Christopher Charlesworth, CEO and Co-founder of HiveWire, Joins National Crowdfunding Association of Canada’s Advisory Board
March 24th, 2017
Wharton | Nov 2013
A disruptive new way for small companies to raise capital is putting a spotlight on the readiness of a tightly regulated securities market to adopt the openness of the Internet — and has sparked debate about whether the change will spur economic growth or become another vehicle for fraud.
The U.S. Securities and Exchange Commission is proposing a set of rules to let start-ups and other small companies sell securities for the first time through crowdfunding. Mandated by the Jumpstart Our Business Startups (JOBS) Act of 2012, the new rules aim to make access to capital a less onerous and costly endeavor for small firms seeking to raise a modest amount of funds.
When President Obama signed the JOBS Act into law, he called the legislation a “potential game changer.” Traditionally, small businesses can only turn to a limited group of investors, such as banks and wealthy benefactors, to raise capital. But going forward, “start-ups and small business will now have access to a big, new pool of potential investors — namely, the American people,” Obama said. “For the first time, ordinary Americans will be able to go online and invest in entrepreneurs that they believe in.”
Crowdfunding is a mechanism by which entrepreneurs appeal directly to the general public for funding without using brokers or other regulated financial intermediaries. Instead, they go through an online crowdfunding platform, such as Kickstarter, to fund projects including independent films, music albums or innovative products. Investors get rewards that include film credits, early access to the products and other benefits.
But investors previously could not be offered a share of the financial returns or profits from the projects they contributed to. To do so, they would have had to own equity in the start-up, which would have triggered the application of federal securities laws, according to the SEC. Since small businesses typically seek modest amounts of funding, it would not be feasible for them to spend the money and expend the effort to conform to securities registration laws. Moreover, a crowdfunding website would have to be registered as a broker-dealer to sell securities.
The JOBS Act created an exemption from onerous securities laws for equity crowdfunding. The hope is to launch many more small businesses and grease the wheels of the economy to create jobs. “Small businesses in the U.S. are a good source of employment growth,” notes Wharton finance professor Krishna Ramaswamy.
“The SEC has had to make a decision to trust the crowd. Trusting the crowd means you create more openness.” –Ethan Mollick
Under the proposed rules, small companies may raise a maximum of $1 million in 12 months through crowdfunding. Investors who earn less than $100,000 a year and have a net worth below that amount may invest up to $2,000 over 12 months. Those earning more or with a net worth exceeding $100,000 may invest, at most, $100,000 in 12 months. The caps would be adjusted for inflation at least every five years. Investors must hold their shares for one year. The start-up would be required to file financial reports annually with the SEC, and these might need to be audited by an independent public accountant or auditor depending on the amount raised.

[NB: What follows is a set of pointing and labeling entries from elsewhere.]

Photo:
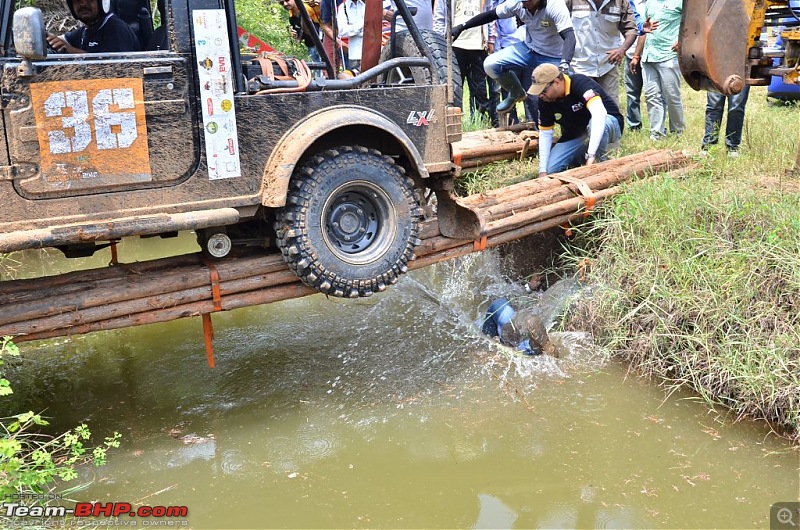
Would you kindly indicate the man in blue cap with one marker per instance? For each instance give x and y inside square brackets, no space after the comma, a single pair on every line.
[102,30]
[512,328]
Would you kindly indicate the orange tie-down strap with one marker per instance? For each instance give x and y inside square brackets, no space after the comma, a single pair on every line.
[479,244]
[584,189]
[216,297]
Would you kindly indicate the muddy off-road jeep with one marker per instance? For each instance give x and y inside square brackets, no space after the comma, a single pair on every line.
[195,134]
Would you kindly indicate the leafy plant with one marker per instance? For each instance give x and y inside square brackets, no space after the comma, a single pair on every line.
[31,461]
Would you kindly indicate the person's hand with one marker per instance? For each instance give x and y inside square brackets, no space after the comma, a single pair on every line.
[634,64]
[615,56]
[650,26]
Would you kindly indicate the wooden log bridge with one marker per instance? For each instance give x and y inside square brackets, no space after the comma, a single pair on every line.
[189,285]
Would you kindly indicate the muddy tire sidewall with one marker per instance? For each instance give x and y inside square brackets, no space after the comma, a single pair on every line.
[351,222]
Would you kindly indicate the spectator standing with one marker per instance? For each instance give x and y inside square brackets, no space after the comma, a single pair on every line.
[589,119]
[598,25]
[299,29]
[423,18]
[509,34]
[350,21]
[101,32]
[660,72]
[715,105]
[471,50]
[549,38]
[633,78]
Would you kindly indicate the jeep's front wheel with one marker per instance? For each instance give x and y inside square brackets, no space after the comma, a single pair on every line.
[350,223]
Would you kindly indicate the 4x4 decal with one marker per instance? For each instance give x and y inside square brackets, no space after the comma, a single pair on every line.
[91,128]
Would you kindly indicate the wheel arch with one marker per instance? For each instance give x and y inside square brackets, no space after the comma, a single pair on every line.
[327,128]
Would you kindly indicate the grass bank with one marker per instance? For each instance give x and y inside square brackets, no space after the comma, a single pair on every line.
[697,280]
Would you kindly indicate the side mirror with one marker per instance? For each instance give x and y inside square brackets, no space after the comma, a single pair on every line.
[30,34]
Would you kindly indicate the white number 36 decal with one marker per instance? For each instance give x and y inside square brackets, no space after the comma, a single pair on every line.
[114,130]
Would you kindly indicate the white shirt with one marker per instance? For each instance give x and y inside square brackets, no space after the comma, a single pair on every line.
[350,19]
[542,29]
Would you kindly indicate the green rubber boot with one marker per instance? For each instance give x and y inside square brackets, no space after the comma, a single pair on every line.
[516,93]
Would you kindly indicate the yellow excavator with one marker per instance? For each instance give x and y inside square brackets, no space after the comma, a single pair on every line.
[722,46]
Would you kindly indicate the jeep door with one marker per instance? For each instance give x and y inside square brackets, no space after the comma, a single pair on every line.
[99,123]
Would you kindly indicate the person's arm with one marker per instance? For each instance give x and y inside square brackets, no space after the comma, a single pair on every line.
[478,20]
[597,127]
[545,144]
[349,26]
[67,43]
[616,55]
[568,49]
[60,44]
[326,18]
[628,29]
[637,54]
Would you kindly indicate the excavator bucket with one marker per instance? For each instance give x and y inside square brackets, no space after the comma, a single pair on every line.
[714,44]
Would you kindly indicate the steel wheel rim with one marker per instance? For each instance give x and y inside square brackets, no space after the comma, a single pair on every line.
[358,222]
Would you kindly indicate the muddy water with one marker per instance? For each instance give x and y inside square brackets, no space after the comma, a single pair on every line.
[394,412]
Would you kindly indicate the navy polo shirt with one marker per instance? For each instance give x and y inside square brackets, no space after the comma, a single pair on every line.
[570,111]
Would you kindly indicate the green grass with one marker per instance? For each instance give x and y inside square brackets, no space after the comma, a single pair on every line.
[697,280]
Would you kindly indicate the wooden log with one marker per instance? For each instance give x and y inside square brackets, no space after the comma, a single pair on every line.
[253,279]
[554,190]
[106,291]
[498,197]
[148,302]
[493,149]
[8,288]
[264,296]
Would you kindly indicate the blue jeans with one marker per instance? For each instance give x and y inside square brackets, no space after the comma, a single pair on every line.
[513,57]
[572,153]
[633,90]
[715,104]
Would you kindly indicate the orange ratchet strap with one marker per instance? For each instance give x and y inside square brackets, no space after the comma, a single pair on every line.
[208,328]
[584,189]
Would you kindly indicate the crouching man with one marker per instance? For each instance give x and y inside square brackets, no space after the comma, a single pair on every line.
[589,119]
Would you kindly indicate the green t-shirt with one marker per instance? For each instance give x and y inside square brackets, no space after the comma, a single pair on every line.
[658,45]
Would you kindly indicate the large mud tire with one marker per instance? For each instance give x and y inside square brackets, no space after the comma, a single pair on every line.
[350,223]
[406,47]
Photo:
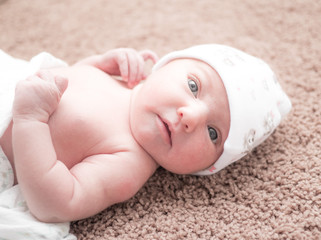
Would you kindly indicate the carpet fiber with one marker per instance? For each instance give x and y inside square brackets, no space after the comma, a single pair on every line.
[275,193]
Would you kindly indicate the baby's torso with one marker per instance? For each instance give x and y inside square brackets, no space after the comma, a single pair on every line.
[92,117]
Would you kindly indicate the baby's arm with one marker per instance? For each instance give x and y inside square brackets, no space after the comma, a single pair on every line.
[124,62]
[53,192]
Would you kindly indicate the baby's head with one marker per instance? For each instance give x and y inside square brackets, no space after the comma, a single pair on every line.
[256,101]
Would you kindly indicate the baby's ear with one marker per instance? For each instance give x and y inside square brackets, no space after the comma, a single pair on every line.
[61,83]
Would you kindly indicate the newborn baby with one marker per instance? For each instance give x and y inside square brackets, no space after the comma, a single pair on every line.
[80,141]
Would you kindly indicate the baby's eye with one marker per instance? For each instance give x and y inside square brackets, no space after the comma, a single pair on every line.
[193,86]
[213,134]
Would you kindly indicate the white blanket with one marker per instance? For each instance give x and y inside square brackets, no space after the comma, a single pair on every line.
[16,222]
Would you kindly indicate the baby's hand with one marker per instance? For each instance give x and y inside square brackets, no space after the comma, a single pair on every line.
[37,97]
[127,63]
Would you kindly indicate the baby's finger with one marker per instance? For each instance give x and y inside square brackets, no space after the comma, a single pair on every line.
[122,61]
[45,75]
[149,55]
[61,83]
[132,67]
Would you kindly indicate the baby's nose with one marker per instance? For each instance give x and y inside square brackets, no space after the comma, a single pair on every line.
[191,116]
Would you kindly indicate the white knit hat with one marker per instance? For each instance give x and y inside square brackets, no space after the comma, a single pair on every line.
[256,99]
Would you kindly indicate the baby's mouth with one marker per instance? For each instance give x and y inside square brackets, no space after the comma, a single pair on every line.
[165,129]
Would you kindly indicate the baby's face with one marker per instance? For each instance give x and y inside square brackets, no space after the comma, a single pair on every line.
[181,116]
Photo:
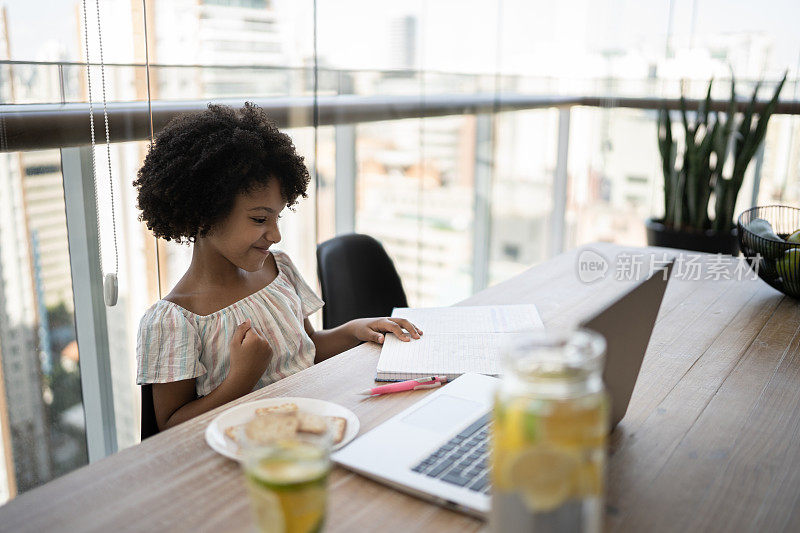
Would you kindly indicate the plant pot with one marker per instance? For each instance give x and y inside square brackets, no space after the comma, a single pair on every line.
[708,241]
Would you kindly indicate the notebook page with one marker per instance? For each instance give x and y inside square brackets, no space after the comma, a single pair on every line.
[442,353]
[476,319]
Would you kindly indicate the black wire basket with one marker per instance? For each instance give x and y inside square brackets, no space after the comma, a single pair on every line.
[775,261]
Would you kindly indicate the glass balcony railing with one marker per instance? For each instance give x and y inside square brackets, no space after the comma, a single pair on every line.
[467,180]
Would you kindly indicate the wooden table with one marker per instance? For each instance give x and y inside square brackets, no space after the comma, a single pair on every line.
[711,439]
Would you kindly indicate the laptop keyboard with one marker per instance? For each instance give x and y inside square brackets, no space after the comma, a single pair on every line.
[463,460]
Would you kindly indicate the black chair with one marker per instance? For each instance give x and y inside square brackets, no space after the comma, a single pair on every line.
[149,424]
[358,280]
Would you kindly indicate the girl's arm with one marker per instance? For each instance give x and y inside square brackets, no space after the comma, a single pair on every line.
[177,401]
[330,342]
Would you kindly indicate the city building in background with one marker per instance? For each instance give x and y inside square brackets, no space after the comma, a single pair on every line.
[415,180]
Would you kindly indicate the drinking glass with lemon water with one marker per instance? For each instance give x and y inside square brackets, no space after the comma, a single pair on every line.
[550,423]
[287,482]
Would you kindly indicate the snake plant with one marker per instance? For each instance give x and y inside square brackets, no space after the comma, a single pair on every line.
[708,141]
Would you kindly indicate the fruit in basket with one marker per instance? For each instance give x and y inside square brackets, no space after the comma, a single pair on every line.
[764,246]
[788,268]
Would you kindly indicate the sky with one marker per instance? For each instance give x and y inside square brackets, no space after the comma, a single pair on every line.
[462,35]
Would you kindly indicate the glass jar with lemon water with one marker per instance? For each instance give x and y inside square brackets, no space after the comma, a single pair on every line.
[287,482]
[549,431]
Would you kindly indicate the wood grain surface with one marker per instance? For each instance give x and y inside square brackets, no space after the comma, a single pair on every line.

Wharton management professor Ethan Mollick, who has done extensive research on crowdfunding and was consulted by legislators and the SEC on equity crowdfunding, says he is in favor of the concept. But he notes that it is critical for the commission to strike a good balance between enabling capital-raising efforts and protecting the public from fraud. “The SEC has had to make a decision to trust the crowd,” he points out. “Trusting the crowd means you create more openness.” At the same time, however, the commission’s mandate is to protect investors through regulation.
But by raising regulatory barriers to fraud, some say the SEC ironically also discourages open crowd interactions that would help with fraud detection. So the commission has to tread carefully to strike just the correct balance, Mollick notes, adding that he hopes the SEC will get the tensions right once the final rules are in place. “I don’t know how well they’ve navigated it yet,” he says. The SEC is seeking public comment on the rules within a 90-day period following their publication in the Federal Register.